洋楽耳

 「アルバム探訪」という企画を立ち上げて、ナマイキに全曲レビューなんぞしてみて、ああ、俺はやっぱり「洋楽耳」なのかも、と再確認した。
 どういう意味かというと、やっぱり俺って、あんまり歌詞にこだわらない音楽の聴き方をしてるよな、ということね。
 そう自覚したそもそものきっかけは、1年前までつきあっていた元カレとの音楽的な相違、と言ったら大袈裟だけど音楽の趣味の違いの話に遡るのだ。その元カレ、音楽好きでよくオススメCDを貸してくれたんだけど、どーも俺にはあんまりイイと思えるCDが無かったのね。それで、彼が音楽をセレクトする理由をさりげなく確認してみたら、イチバンのポイントは「歌詞」ということらしいのね。つまり、彼の心情に寄り添う歌詞を書けるアーティストであること、そこが最大のポイントなわけ。だから彼としては、恋愛している相手なら(それも日本語がわかるなら!)この歌・アーティストの良さをきっと分かってくれるはず、と思ってCDを貸してくれていたらしい。けなげだね。
 でも、俺ときたら、CD聴いても、歌詞はほとんど気にしてなかったのだ。だから「感想は?」とか聴かれても困るばっかりで・・・。
 そう、それが「洋楽耳」。
 つまりね、俺、子供の頃はもちろん歌謡曲もいっぱい聞いたけど、ある程度イロケづいてからは正直言って、どちらかというと洋楽一辺倒だったんです、カミングアウトしちゃうと。ま、洋楽といってもカーペンターズとかオリビア・N・ジョンとか、少し大きくなってB・ジョエルとか、とてもメジャーな人たちが中心だけど。そこではもう、いいメロディー、かっこいいサウンドに浸れれば、言葉は全然わからなくても、ソラミミアワーみたいに聴いたまんまを意味不明なカタカナに変換して聞いたり歌ったりすれば、それで満足だったのね。

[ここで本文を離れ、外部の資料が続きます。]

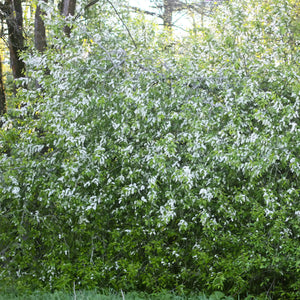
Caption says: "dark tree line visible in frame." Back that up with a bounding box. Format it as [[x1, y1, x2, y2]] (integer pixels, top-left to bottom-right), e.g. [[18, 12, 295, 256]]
[[0, 0, 76, 115]]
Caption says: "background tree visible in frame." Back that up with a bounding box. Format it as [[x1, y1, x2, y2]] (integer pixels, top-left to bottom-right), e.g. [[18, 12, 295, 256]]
[[0, 55, 6, 115], [62, 0, 76, 36], [34, 0, 48, 52], [0, 0, 25, 79]]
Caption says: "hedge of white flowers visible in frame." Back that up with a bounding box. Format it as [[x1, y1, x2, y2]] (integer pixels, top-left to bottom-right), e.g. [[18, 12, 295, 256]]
[[0, 0, 300, 299]]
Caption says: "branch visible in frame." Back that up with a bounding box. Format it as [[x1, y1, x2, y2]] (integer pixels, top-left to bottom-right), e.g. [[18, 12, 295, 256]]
[[106, 0, 137, 48], [127, 6, 162, 18]]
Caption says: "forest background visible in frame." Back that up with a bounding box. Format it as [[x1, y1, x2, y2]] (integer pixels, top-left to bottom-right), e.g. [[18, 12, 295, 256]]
[[0, 0, 300, 299]]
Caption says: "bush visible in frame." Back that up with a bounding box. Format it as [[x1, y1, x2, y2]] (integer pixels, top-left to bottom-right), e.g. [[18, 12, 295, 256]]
[[0, 0, 300, 299]]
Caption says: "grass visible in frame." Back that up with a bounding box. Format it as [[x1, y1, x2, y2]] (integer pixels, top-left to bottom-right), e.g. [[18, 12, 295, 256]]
[[0, 291, 238, 300]]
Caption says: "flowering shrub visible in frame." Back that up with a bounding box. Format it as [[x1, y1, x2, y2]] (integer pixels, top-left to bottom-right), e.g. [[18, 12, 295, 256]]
[[0, 0, 300, 299]]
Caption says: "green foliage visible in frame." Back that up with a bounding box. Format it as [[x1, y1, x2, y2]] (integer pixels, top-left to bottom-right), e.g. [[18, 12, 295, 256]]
[[0, 0, 300, 299]]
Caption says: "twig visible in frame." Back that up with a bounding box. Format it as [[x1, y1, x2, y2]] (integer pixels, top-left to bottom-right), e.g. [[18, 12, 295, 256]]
[[73, 280, 77, 300], [121, 290, 125, 300], [107, 0, 137, 48]]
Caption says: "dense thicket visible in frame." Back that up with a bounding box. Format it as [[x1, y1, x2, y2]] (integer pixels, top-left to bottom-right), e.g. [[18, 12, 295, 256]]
[[0, 0, 300, 299]]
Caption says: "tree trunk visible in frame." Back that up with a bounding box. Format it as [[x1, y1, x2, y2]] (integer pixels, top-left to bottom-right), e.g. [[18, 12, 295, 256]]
[[62, 0, 76, 36], [162, 0, 174, 30], [34, 0, 48, 52], [5, 0, 25, 79], [0, 55, 6, 115]]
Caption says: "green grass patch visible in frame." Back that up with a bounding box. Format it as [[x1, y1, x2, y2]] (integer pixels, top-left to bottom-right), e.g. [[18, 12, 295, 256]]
[[0, 291, 239, 300]]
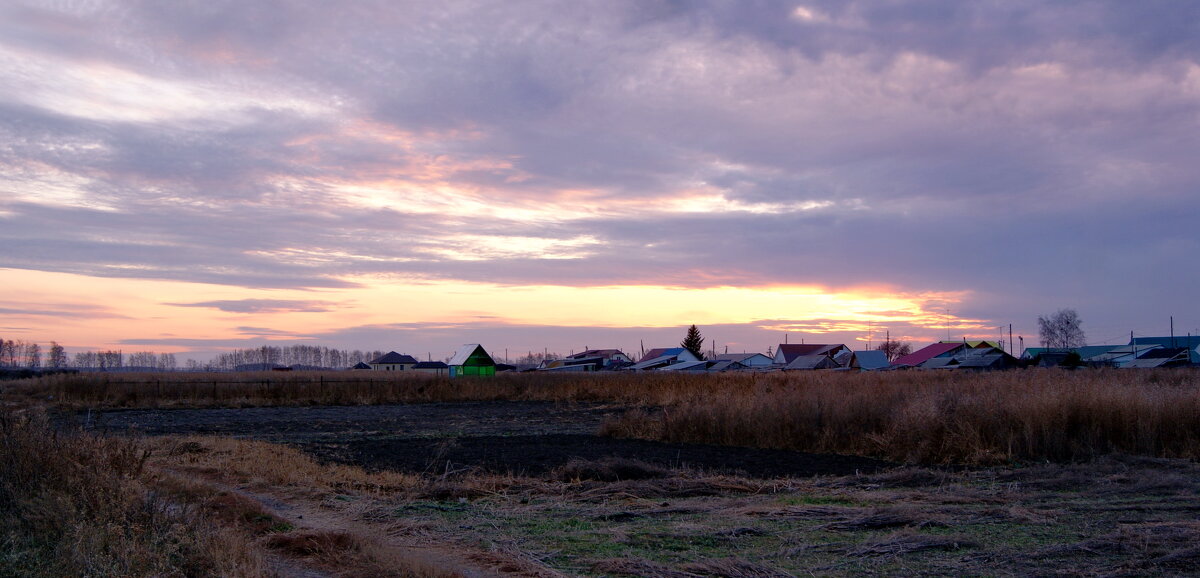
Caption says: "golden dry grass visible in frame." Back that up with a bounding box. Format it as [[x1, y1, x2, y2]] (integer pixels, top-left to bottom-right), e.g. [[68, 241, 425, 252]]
[[0, 409, 270, 577], [604, 369, 1200, 464], [4, 369, 1200, 464]]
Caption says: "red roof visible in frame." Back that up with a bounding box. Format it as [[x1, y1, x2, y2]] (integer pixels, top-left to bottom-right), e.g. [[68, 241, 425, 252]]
[[892, 343, 966, 367]]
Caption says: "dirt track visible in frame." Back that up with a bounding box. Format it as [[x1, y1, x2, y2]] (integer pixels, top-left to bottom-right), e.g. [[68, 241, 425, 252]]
[[74, 402, 890, 477]]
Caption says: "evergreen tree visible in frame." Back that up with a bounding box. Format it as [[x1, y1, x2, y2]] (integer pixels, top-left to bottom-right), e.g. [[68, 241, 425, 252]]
[[679, 325, 704, 360]]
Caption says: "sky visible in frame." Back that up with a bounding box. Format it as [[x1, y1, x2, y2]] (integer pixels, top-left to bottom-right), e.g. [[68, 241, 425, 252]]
[[0, 0, 1200, 359]]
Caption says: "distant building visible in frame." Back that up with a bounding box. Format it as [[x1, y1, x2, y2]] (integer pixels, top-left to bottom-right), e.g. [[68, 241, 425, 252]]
[[892, 342, 968, 367], [554, 349, 634, 372], [413, 361, 450, 375], [371, 351, 416, 372], [629, 348, 700, 371], [713, 354, 774, 368], [775, 343, 850, 366], [446, 343, 496, 378], [850, 349, 890, 372], [1129, 335, 1200, 365]]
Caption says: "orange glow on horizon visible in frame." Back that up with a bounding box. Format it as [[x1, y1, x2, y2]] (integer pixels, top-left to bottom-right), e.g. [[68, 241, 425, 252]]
[[0, 265, 984, 353]]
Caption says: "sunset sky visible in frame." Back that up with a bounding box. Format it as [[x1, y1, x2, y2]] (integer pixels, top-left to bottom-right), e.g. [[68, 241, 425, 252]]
[[0, 0, 1200, 359]]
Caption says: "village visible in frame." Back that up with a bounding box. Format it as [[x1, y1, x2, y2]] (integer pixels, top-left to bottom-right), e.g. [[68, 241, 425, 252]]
[[362, 336, 1200, 378]]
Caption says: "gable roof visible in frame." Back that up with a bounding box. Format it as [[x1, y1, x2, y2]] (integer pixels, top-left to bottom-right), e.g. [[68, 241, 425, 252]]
[[566, 349, 628, 360], [1133, 335, 1200, 363], [784, 354, 838, 369], [709, 354, 772, 366], [446, 343, 496, 366], [775, 343, 848, 363], [637, 348, 684, 363], [854, 349, 888, 371], [892, 343, 966, 367], [659, 361, 712, 372], [371, 351, 416, 365]]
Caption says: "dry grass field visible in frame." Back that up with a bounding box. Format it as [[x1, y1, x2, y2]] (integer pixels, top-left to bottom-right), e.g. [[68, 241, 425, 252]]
[[0, 371, 1200, 577], [9, 369, 1200, 464]]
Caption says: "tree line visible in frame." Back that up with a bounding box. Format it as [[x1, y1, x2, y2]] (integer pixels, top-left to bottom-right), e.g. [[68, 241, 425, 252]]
[[0, 339, 384, 372]]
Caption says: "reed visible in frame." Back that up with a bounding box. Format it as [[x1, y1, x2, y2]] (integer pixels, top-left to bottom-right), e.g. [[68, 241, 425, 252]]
[[602, 369, 1200, 464], [0, 409, 270, 577]]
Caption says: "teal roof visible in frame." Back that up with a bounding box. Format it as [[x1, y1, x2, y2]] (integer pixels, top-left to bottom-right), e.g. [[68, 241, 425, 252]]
[[1129, 335, 1200, 363]]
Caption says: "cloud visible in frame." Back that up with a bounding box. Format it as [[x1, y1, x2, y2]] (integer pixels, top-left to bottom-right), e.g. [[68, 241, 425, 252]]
[[163, 299, 340, 313], [0, 0, 1200, 347]]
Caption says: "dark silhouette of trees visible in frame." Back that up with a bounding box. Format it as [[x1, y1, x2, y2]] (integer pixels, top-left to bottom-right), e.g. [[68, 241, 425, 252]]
[[875, 339, 912, 361], [1038, 308, 1087, 349], [679, 325, 704, 360]]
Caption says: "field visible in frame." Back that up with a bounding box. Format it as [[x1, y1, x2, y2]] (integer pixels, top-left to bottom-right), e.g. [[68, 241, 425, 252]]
[[7, 372, 1200, 577]]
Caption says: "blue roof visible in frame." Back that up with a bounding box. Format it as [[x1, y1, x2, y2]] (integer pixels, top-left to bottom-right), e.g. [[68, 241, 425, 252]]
[[1129, 335, 1200, 363]]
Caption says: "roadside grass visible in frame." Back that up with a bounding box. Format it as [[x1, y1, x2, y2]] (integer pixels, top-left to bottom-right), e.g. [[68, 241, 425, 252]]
[[0, 408, 270, 577], [150, 438, 1200, 576], [9, 369, 1200, 465]]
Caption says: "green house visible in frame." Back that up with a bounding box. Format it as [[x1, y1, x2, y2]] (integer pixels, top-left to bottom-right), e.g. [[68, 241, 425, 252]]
[[446, 343, 496, 378]]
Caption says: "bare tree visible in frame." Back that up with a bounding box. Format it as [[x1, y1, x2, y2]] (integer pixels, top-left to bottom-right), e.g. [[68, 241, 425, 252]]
[[679, 325, 704, 360], [875, 339, 912, 361], [1038, 308, 1086, 349], [25, 343, 42, 369], [46, 342, 67, 369]]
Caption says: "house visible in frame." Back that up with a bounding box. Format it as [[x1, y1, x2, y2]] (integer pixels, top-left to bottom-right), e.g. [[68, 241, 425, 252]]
[[563, 349, 634, 368], [774, 343, 850, 367], [1121, 348, 1189, 368], [370, 351, 416, 372], [708, 354, 744, 372], [937, 339, 1004, 349], [713, 354, 774, 368], [1129, 335, 1200, 365], [850, 349, 890, 372], [1021, 345, 1121, 367], [629, 348, 700, 371], [413, 361, 450, 375], [784, 354, 841, 371], [1084, 344, 1162, 367], [446, 343, 496, 378], [549, 349, 634, 372], [892, 342, 967, 367], [658, 361, 714, 372], [950, 345, 1020, 372]]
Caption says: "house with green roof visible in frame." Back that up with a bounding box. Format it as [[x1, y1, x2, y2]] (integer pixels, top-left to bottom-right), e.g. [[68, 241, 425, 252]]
[[446, 343, 496, 378]]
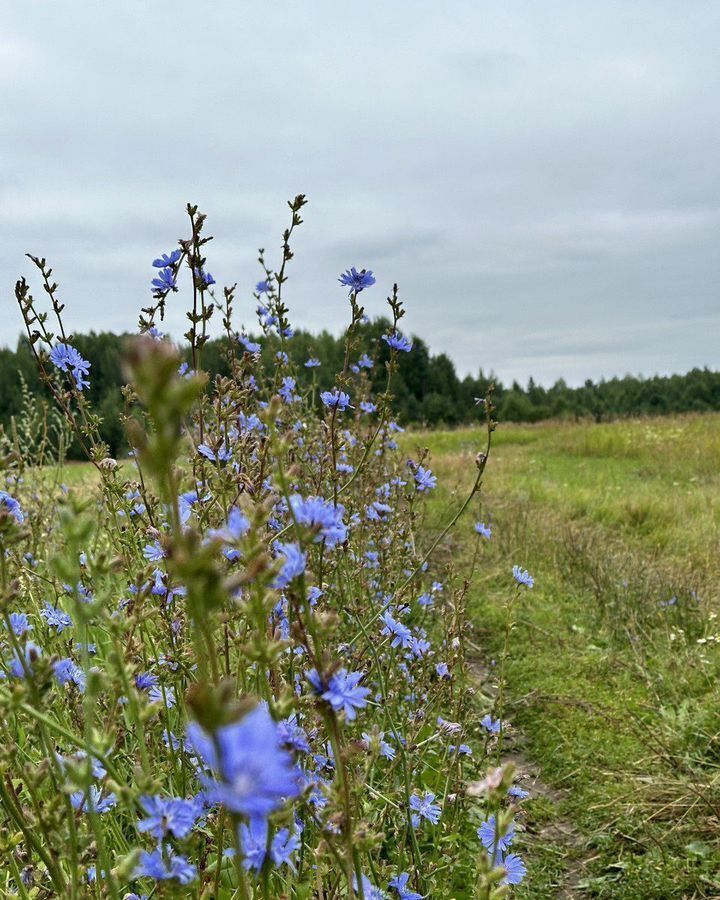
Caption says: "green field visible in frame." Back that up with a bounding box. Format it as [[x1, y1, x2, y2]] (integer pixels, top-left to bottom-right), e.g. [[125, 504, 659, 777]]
[[22, 415, 720, 900], [410, 415, 720, 900]]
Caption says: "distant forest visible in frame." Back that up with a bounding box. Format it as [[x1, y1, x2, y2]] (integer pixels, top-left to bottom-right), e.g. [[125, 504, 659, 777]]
[[0, 319, 720, 454]]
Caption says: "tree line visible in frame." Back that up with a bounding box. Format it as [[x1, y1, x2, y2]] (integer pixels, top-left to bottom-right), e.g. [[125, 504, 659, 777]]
[[0, 318, 720, 454]]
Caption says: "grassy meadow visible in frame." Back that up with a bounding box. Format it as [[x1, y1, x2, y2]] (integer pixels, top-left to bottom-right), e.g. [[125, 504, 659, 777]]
[[19, 415, 720, 900], [410, 415, 720, 900]]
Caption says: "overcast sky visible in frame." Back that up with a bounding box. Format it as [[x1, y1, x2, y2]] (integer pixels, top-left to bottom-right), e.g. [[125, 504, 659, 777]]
[[0, 0, 720, 383]]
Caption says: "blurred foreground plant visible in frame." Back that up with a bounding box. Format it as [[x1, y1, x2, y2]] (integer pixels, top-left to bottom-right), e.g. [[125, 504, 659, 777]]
[[0, 195, 532, 900]]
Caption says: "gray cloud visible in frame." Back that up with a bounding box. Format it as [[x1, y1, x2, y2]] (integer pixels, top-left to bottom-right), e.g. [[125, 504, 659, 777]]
[[0, 0, 720, 383]]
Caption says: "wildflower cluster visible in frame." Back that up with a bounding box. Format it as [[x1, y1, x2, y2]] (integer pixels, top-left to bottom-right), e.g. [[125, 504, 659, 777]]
[[0, 196, 532, 900]]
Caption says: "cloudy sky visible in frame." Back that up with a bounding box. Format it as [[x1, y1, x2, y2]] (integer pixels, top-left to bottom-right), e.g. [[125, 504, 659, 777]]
[[0, 0, 720, 383]]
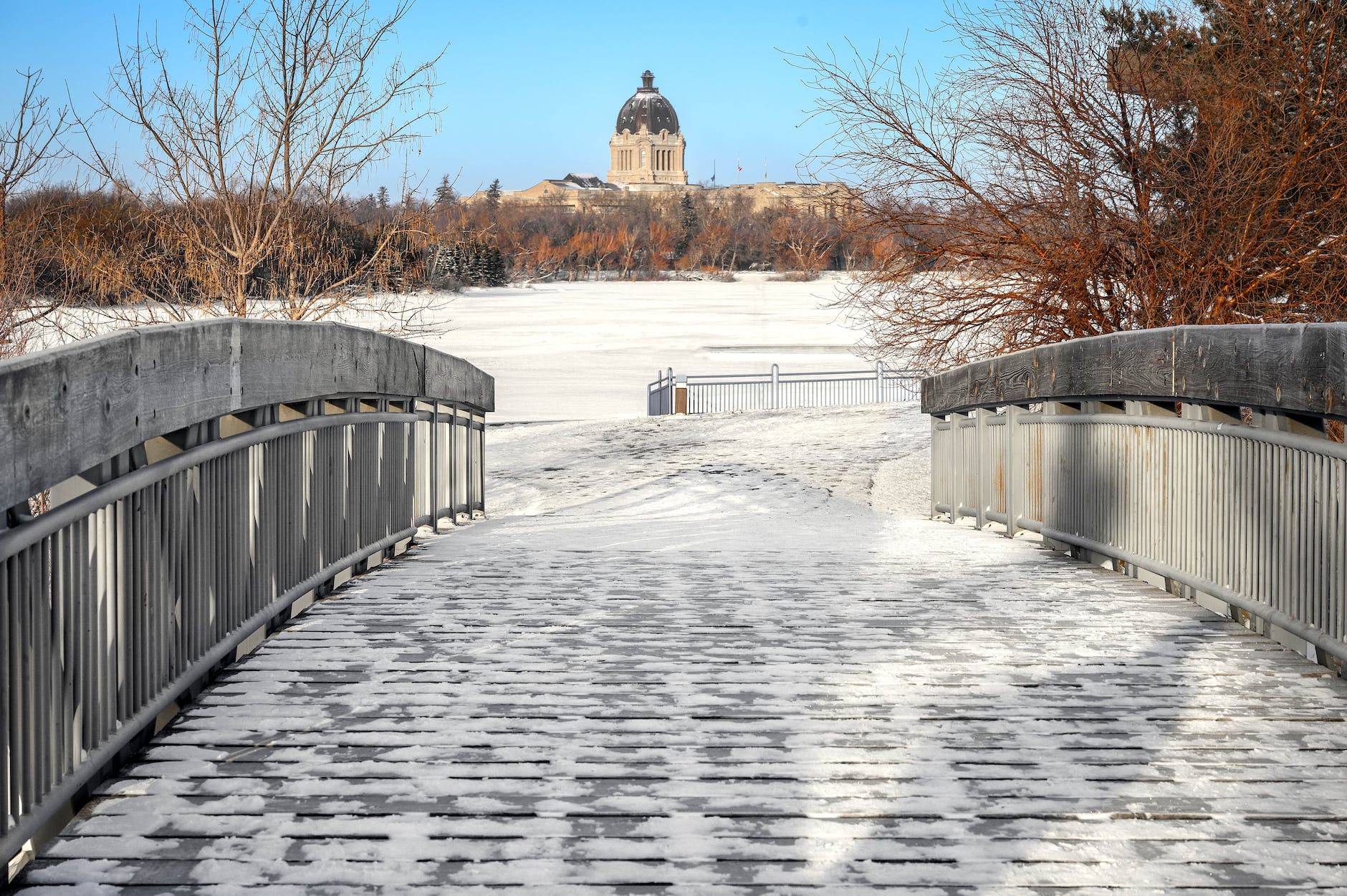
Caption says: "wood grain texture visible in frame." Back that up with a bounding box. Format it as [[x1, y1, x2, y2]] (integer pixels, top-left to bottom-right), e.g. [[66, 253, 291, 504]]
[[0, 318, 496, 508], [20, 408, 1347, 896], [921, 323, 1347, 418]]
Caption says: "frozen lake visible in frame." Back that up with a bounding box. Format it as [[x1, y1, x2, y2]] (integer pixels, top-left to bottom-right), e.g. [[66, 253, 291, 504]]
[[424, 274, 870, 422]]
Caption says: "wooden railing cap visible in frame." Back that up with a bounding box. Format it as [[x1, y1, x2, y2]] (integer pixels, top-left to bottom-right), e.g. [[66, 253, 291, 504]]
[[0, 318, 496, 511], [921, 323, 1347, 418]]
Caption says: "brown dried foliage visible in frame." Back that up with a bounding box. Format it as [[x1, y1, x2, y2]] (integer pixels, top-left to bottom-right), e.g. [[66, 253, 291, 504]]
[[802, 0, 1347, 368]]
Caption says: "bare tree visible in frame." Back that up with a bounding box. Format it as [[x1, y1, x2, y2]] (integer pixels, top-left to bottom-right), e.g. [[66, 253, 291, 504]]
[[85, 0, 439, 323], [0, 70, 69, 357], [802, 0, 1347, 367]]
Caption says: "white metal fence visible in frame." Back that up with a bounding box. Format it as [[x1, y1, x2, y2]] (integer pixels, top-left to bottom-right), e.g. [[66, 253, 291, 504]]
[[923, 329, 1347, 671], [646, 364, 921, 416]]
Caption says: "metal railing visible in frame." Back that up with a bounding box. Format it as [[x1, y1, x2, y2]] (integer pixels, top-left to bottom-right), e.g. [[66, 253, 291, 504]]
[[646, 362, 921, 416], [923, 324, 1347, 673], [0, 321, 494, 869]]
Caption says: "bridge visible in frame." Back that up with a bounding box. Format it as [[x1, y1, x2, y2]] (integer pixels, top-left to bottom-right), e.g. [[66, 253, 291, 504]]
[[0, 321, 1347, 893]]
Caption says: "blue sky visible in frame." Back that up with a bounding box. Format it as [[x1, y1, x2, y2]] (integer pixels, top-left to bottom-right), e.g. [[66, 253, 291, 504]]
[[0, 0, 957, 193]]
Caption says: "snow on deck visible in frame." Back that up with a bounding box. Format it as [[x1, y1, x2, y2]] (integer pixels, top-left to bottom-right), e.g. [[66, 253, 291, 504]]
[[16, 407, 1347, 895]]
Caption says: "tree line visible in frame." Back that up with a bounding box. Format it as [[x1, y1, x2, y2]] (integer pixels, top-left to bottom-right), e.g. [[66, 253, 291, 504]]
[[799, 0, 1347, 368]]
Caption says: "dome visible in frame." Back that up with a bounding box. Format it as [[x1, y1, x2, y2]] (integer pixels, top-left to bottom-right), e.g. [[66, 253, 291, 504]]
[[617, 69, 678, 133]]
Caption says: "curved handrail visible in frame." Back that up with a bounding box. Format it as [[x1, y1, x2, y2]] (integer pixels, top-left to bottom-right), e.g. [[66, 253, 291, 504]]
[[0, 318, 496, 509], [921, 323, 1347, 419], [921, 323, 1347, 671], [0, 321, 494, 867]]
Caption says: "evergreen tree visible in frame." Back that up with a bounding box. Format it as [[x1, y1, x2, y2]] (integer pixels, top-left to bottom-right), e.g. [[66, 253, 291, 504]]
[[435, 234, 507, 286]]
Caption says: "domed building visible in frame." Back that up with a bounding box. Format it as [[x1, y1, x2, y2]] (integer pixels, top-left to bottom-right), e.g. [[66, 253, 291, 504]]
[[608, 69, 687, 190], [464, 69, 855, 217]]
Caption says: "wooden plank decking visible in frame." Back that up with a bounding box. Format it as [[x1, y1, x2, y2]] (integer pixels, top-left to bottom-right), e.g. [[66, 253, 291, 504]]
[[23, 411, 1347, 895]]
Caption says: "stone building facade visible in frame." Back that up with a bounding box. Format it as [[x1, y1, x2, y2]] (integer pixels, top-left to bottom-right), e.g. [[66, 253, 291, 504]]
[[464, 70, 855, 217], [608, 69, 687, 190]]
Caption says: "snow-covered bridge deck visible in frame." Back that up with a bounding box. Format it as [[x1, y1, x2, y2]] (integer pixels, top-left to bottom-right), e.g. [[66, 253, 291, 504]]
[[16, 410, 1347, 893]]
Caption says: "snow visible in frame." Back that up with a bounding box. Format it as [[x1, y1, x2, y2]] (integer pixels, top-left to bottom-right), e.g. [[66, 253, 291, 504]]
[[16, 280, 1347, 896], [18, 404, 1347, 896], [412, 272, 873, 422]]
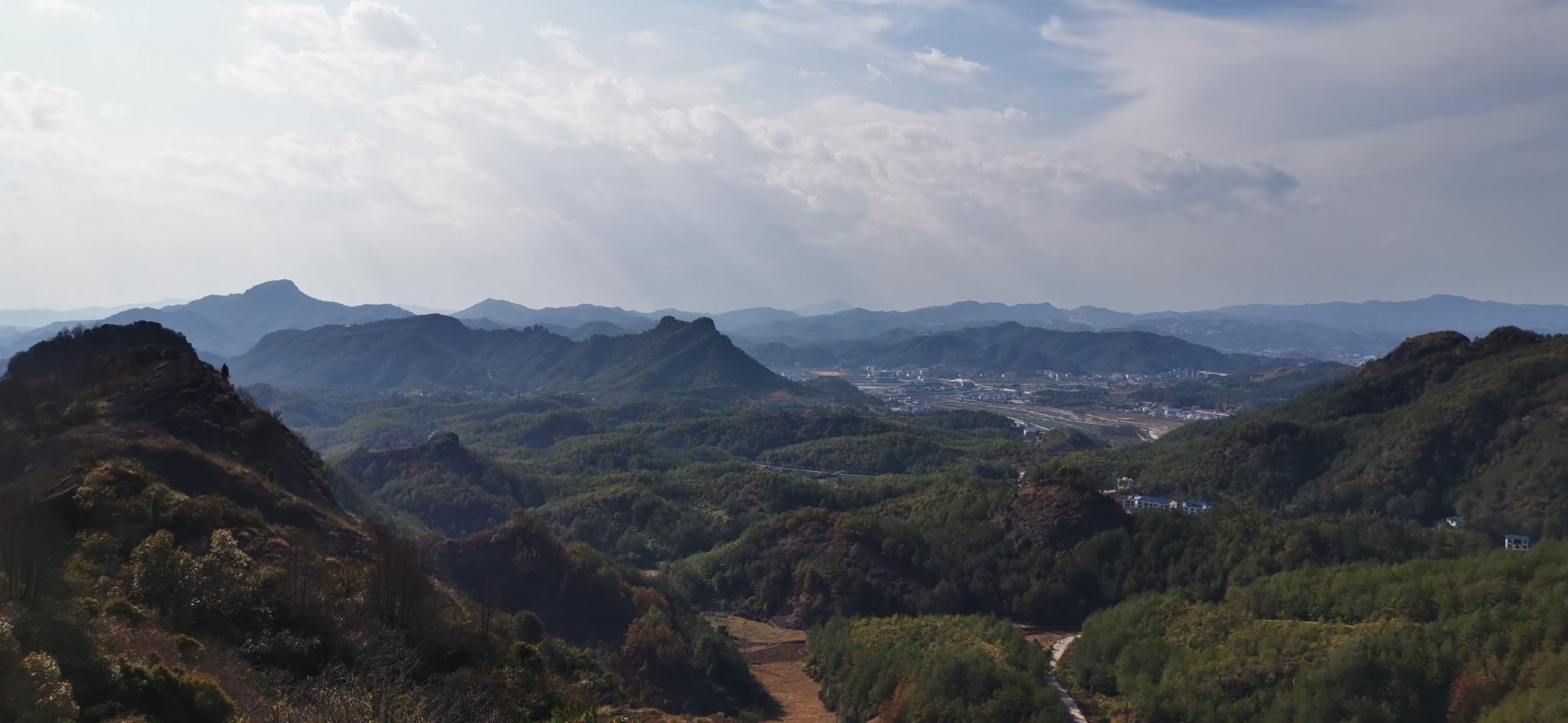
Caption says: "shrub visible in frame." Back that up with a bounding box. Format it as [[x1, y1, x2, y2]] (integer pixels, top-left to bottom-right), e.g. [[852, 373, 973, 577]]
[[174, 633, 207, 662], [511, 610, 544, 645], [103, 597, 148, 624], [116, 657, 234, 723]]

 「海老しゃららら、海老ウオウオ。」これは何でしょう?→正解は「イエスタディ・ワンス・モア」のサビね。そんな感じ。
 サザンの「勝手にシンドバッド」は意味不明の歌詞で芸能界に衝撃を与えたけど、そんなことは小学生時代に俺がやってたわけで(笑)。(そういう意味では、サザンの桑田さんなんかも典型的な洋楽耳なんだろうね。レベルが違いすぎるけど。)
 というわけで、洋楽耳の自分にとって、いい音楽はメロディーであり歌声を含めたサウンドであり、結果として歌詞は二の次になってしまったのだと思う。
 そんな自分が唯一、ずっと大好きだった太田裕美さん。彼女の作詞を担当した松本隆氏はその意味では多分、とってもビジュアルに訴える言葉を使う人だったから、こんな俺にも日本語の歌のよさを十分伝えてくれたのかもね。改めてスゴイと思う、松本隆さん。
 ちなみに俺、日本の歌でもいまだに歌詞は集中して歌詞カードを読まない限り意味が把握できません。これってただバカなだけかな。